Now taking this analysis a few steps further, one should consider the amplifier as a large electric motor. When it tries to start, it produces a significant inverse transient on the line. As it spins up, this load lessens and the line then regains its amplitude. In the case of an electric motor, full rotor speed is (crudely put) the same as an amplifier idling, waiting for a signal. As the load engages the motor, it tends to become a greater load to the line and demands more current. As the audio signal is amplified by an amplifier, its power transformer becomes more of a load, and, therefore, places more of a load on the line.

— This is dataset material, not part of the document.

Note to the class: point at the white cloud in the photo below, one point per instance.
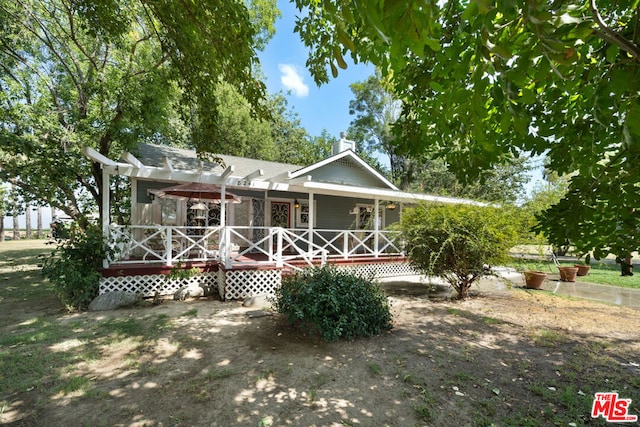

To make matters worse, while the amplifier is struggling to deal with a resistive line and the further added resistance of any kind of line conditioner placed between it and the A/C receptacle, it is being subjected to all of the other components'noises as well. To give an example of this, consider that a CD player is infusing various kinds of high frequency noise generated by its internal clock, as well as its processing circuitry. A VCR is as guilty as the CD player, as it probably uses a switch mode power supply and plenty of digital processing as well. If one is using a surround sound receiver and a television, the amount of noise is compounded in a source-by-source fashion.
It should be kept in mind that a prior art line conditioner does little or nothing to correct this kind of problem, and, as stated earlier, usually adds to the problem.
The present invention does much in the way of removing the effects of these problems. The exemplary embodiment herein actually provides a transient power supply when the need arises, as well as a blocking effect to the problems that are caused by the operation of electrical devices. It should be understood that, unlike power conditioning units and any transformer coil(s) used therein, the coil used in the present invention is not in series with the A/C line but rather in parallel across the line.
Once one or multiple "choke coil" units is cascaded or "piggy-backed" or otherwise installed, the exemplary embodiment of the present invention effectively removes much of the problems caused by the ESR in the line and quenches much of the noise produced by the rest of the equipment as well. Bass becomes much clearer, imaging is improved, the color becoming richer and more life-like. In apartment buildings where electrical loading is a serious problem, as well as older houses that have marginal power connections, the exemplary embodiment of the present invention will have an even more dramatic effect.
With respect to computers and their peripherals, particularly a high usage piece such as a laser printer that tends to produce problems when the fuser comes on or such as a copy machine that does essentially the same thing, the exemplary embodiment of the present invention make a great difference.
It should be understood that, although the foregoing analysis is directed primarily to audio equipment and the like, as an exemplary application, the benefits are similar in many other electrical/electronic applications.